In de zaak tussen verzoekster, een onbekende persoon met een V-nummer, en de minister van Asiel en Migratie, vertegenwoordigd door de gemachtigden mr. J. Sinnema en mr. N. Mikolajczyk, heeft de voorzieningenrechter van de Rechtbank Den Haag op 10 februari 2025 uitspraak gedaan. Verzoekster had een aanvraag ingediend voor een verblijfsvergunning met als doel 'familie en gezin' bij haar meerderjarige dochter, die als referente fungeert. Het bestreden besluit van de minister, dat op 5 september 2024 werd genomen, wees deze aanvraag af. Verzoekster heeft hiertegen beroep ingesteld en verzocht om een voorlopige voorziening.

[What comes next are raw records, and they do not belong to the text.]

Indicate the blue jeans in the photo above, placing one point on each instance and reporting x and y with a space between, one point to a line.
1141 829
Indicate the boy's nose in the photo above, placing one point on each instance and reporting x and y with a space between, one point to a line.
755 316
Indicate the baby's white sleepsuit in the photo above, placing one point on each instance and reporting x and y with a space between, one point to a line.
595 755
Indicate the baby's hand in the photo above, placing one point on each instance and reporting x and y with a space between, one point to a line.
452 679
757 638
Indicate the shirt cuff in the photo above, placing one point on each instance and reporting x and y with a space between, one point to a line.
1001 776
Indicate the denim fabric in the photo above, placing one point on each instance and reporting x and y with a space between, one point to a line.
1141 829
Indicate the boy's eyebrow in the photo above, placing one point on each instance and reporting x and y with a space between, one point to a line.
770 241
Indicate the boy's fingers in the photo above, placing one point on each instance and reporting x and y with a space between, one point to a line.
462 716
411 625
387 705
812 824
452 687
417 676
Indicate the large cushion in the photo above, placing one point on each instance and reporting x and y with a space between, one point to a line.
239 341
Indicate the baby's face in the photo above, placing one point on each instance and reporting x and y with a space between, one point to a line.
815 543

De voorzieningenrechter heeft het verzoek op 3 februari 2025 behandeld, waarbij de referente, haar dochter, en de gemachtigden van zowel verzoekster als de minister aanwezig waren. In een eerdere uitspraak, die op dezelfde dag werd gedaan in een andere zaak (zaaknummer NL24.38022), is het beroep van verzoekster afgewezen. Gezien de uitkomst van deze bodemzaak heeft de voorzieningenrechter het verzoek om voorlopige voorziening afgewezen.
Desondanks heeft de voorzieningenrechter de minister veroordeeld tot het betalen van de proceskosten die verzoekster heeft gemaakt. Deze kosten zijn vastgesteld op € 907,-, gebaseerd op het Besluit proceskosten bestuursrecht, waarbij 1 punt voor het indienen van het verzoekschrift is toegekend met een waarde per punt van € 907,- en een wegingsfactor van 1. De uitspraak is gedaan door mr. A.W. Wassink, in aanwezigheid van griffier mr. J.A. Hessels, en is openbaar gemaakt via een geanonimiseerde publicatie op rechtspraak.nl. Tegen deze uitspraak staat geen hoger beroep of verzet open.